Repository files navigation

Decision Tree Algorithms in C++

C++ Linux PyPI license

Implementation of three decision tree algorithms in C++. Namely id3, RandomForest and AdaBoost(with id3).

This implementation can handle continous and missing value attributes.

Running

  1. Compile the code
    $ g++ -w -o decision_tree decision_tree.cpp
  2. Run any one of the algorithms
    $ ./decision_tree <ALGORITHM>
    where ALGORITHM can be one of id3, random_forest, or adaboost.

Dataset Info

Adult Dataset has been used.

I split the data beforehand. datafiles/data.txt contains the training instances, and testfiles/test.txt contains the testing instances.

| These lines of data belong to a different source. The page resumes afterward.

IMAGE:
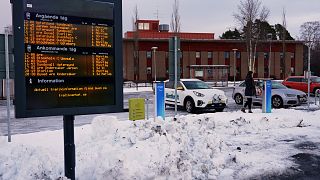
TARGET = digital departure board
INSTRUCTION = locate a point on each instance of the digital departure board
(68, 58)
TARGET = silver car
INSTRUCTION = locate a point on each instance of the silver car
(281, 95)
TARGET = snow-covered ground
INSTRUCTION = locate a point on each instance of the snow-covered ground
(228, 145)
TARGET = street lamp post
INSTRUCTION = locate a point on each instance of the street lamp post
(269, 62)
(309, 74)
(155, 82)
(234, 66)
(154, 61)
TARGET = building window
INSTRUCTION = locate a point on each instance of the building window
(143, 26)
(281, 55)
(197, 54)
(146, 26)
(227, 55)
(238, 55)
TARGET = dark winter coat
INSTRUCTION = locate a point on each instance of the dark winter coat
(250, 87)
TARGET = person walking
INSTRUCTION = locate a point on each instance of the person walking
(249, 92)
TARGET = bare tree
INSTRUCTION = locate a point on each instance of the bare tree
(310, 33)
(248, 12)
(135, 19)
(175, 18)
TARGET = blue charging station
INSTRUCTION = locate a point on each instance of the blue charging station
(160, 104)
(266, 99)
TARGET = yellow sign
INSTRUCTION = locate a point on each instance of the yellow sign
(136, 109)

NOTE: Code was written specifically for this dataset and will require significant changes before running on some other dataset.

Results

Algorithm Accuracy (%) Runtime
id3 80.5356 ~1min
RandomForest 82.4335 ~3mins
AdaBoost 81.3218 ~3mins

Additional Notes

I did this project to get a better understanding of the said algorithms, and thus, performance optimizations were not a priority. Coming back to the code after several years, I can see that there are several oppurtunities for improvement.